Abdominal pain was reported by two children (0.15%) on day one and disappeared without treatment. No adverse effect were reported in day two and three.

Discussion

The present study is the first field confirmation of the good performances of the dose pole obtained on computerised data sets (Hall et al. 1999; Montresor et al. 2001).

The pole has similar performances of a bathroom-type scale in delivering appropriate number of praziquantel tablets and, as advantages, the fact that does not need maintenance or reparation, is user friendly and non-medical personnel can use it easily.

The dose pole could also be produced on a strip of paper and included in the box of tablets further reducing production and distribution costs.

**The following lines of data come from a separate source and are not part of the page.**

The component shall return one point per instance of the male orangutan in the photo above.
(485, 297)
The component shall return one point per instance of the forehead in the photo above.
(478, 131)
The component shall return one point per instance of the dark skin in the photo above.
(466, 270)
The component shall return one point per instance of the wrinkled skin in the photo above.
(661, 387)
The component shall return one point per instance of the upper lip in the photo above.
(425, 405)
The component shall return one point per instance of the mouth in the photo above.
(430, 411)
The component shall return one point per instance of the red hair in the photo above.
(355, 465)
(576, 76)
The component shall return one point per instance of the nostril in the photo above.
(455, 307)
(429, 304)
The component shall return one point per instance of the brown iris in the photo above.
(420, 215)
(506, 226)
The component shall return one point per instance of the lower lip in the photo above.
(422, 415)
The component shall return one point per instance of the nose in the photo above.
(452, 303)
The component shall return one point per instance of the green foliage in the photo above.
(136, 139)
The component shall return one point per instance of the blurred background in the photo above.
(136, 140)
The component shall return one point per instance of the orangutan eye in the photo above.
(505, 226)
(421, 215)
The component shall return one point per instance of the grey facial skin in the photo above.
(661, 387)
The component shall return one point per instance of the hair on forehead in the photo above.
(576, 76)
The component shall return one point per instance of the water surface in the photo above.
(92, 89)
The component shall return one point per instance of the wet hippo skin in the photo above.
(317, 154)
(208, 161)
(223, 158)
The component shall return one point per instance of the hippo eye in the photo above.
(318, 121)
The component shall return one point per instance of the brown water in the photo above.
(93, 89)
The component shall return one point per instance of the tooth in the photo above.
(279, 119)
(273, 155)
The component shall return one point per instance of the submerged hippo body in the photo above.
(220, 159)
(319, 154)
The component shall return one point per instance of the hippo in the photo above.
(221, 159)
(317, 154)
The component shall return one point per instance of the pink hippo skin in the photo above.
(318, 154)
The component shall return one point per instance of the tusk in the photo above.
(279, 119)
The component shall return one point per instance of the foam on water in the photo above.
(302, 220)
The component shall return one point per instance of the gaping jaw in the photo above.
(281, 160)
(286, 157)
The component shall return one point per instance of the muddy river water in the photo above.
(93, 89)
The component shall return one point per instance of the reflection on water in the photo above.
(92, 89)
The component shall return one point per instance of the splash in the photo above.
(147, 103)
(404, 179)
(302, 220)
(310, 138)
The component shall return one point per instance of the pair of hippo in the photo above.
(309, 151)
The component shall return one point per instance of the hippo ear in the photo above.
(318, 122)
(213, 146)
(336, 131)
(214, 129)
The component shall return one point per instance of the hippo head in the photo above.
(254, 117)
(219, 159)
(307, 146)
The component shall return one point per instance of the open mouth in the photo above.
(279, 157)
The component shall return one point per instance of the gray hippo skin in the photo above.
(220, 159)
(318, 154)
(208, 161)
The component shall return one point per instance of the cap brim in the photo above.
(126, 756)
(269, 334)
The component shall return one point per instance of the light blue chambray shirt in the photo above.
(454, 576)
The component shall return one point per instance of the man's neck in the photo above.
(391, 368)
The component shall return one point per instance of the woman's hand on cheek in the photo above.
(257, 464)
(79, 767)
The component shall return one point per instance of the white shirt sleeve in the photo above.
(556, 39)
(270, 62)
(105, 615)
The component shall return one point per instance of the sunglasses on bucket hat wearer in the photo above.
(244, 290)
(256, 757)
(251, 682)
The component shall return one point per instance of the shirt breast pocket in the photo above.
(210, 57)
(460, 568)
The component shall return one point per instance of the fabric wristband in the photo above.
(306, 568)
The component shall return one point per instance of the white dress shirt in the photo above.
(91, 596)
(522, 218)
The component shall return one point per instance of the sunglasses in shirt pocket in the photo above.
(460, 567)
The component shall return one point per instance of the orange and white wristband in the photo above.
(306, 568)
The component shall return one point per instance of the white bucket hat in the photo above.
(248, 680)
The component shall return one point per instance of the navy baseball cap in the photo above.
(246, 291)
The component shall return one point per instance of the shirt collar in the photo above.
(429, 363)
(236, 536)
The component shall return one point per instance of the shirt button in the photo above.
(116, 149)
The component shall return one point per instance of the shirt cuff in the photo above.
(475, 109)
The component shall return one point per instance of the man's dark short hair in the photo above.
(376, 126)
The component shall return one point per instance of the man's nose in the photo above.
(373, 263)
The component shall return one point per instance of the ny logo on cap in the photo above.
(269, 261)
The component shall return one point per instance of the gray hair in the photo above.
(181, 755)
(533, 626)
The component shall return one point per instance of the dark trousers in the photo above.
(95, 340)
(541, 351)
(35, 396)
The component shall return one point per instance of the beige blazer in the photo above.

Taking into account the excellent safety record of praziquantel (WHO 1995, Bittencourt et al. 1990), we consider minimal the health risk for individuals or communities linked to the use of the “dose pole” (0.5% of dosage under 30 mg/Kg - 0.3% of dosage over 60 mg/Kg)

The “dose pole” could represent a further step on the process of making easier for health and school personnel the implementation of the schistosomiasis control strategy promoted by WHO. Therefore we encourage researchers and managers of control programmes on further testing the tool in different settings.